Many evangelicals believe:

  • Secret rapture: Jesus comes near earth, resurrects dead believers, and takes living Christians, who vanish from earth.
  • Tribulation: 7 years ruled by Antichrist; many Jews are saved and preach to others.
  • Glorious appearing: Jesus comes and banishes Antichrist and unbelievers to hell.
  • Millennium: Jesus reigns on earth for 1,000 years. Temple worship and animal sacrifices are reinstated.
  • End of millennium: Satan leads nations worldwide to rebel against Jesus. Jesus crushes rebels and sends Satan to hell.
  • White throne judgment: Unbelievers are resurrected, judged, and sent to hell.
  • Eternity: The Lord creates a new heaven and a new earth, where all his people and his angels will live with him forever.


Dispensational premillennialism

  • God deals with Israel and the church in sharply distinct ways (dispensations).
  • OT prophecies were for Israel, not for the church. Church age is a parenthesis.
  • NT teachings about God’s kingdom are not for the church but were about Jesus’ reign as Israel’s king—postponed because of Israel’s unbelief but to be fulfilled in the millennium.
  • Jesus must return in glory before (pre-) reigning a thousand years (millennium).


Has dispensationalism been held by most Christians throughout history?

No, its widespread acceptance among evangelicals is largely the result of recent mass-marketing.

  • J. N. Darby and D. L. Moody (1800s)
  • C. I. Scofield’s study Bible notes (1909)
  • The Late Great Planet Earth (1970)
  • Left Behind novels (1995 and beyond)

Other views have been more prominent among Christians in other times & places.


Historic premillennialism

  • Some early Christians (Irenaeus, Justin Martyr) held a premillennial view.
  • No early Christians taught a secret rapture. Christ will come down from heaven with a loud command, with the voice of the archangel and with the trumpet call of God before  Christians are caught up to meet the Lord in the air (1 Thess 4:16-17).
  • No church father was dispensationalist: all taught the unity of Jewish and Gentile Christians, and all believed that OT promises are fulfilled in the church.



Room for various views

  • My congregation and denomination do not require a particular millennial view.
  • The Apostles Creed insists that Jesus “will come again to judge the living and the dead.” We believe in “the resurrection of the body and the life everlasting.” All Christians must affirm these basics, but there is room to differ on how to interpret  and apply details of biblical prophecy.
  • Keep seeking better understanding (not Fascinated Fred or Practical Pam)


Amillennial: the millennium is now

  • We are living in the millennium period when Satan is bound, cast down, and restrained.
  • We are living in the millennium period when Christ’s reign on earth is already underway.
  • “The first resurrection” has already happened for millions of souls in heaven.
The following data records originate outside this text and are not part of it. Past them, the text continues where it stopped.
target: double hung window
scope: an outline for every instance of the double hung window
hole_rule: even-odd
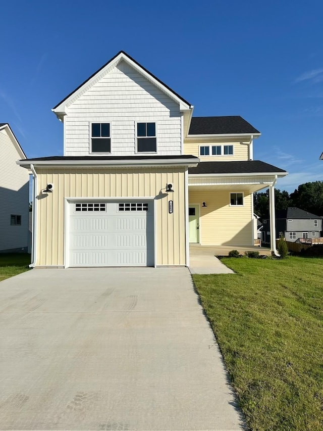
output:
[[[137,151],[138,153],[156,152],[155,123],[137,123]]]
[[[231,206],[243,205],[243,193],[230,193],[230,205]]]
[[[110,123],[92,123],[91,151],[92,153],[111,152]]]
Their spirits are alive in Jesus’ presence, and they are now reigning with Christ on heavenly thrones.
  • At the end of the present millennium, Satan is unleashed briefly, and Antichrist takes power.


The Second Coming:  Judgment Day

  • Jesus comes loudly and visibly with his angels.
  • Dead believers are resurrected, living believers transformed, and together they are caught up to meet their King as He comes down to earth.
  • Antichrist and unbelievers are slain.
  • All unbelieving dead are resurrected.
  • All are judged according to God’s records and whether they are in the book of life.
  • Satan and all God’s enemies go to hell.
  • Christ presents his church to the Father, heaven comes to earth, and believers enjoy God forever.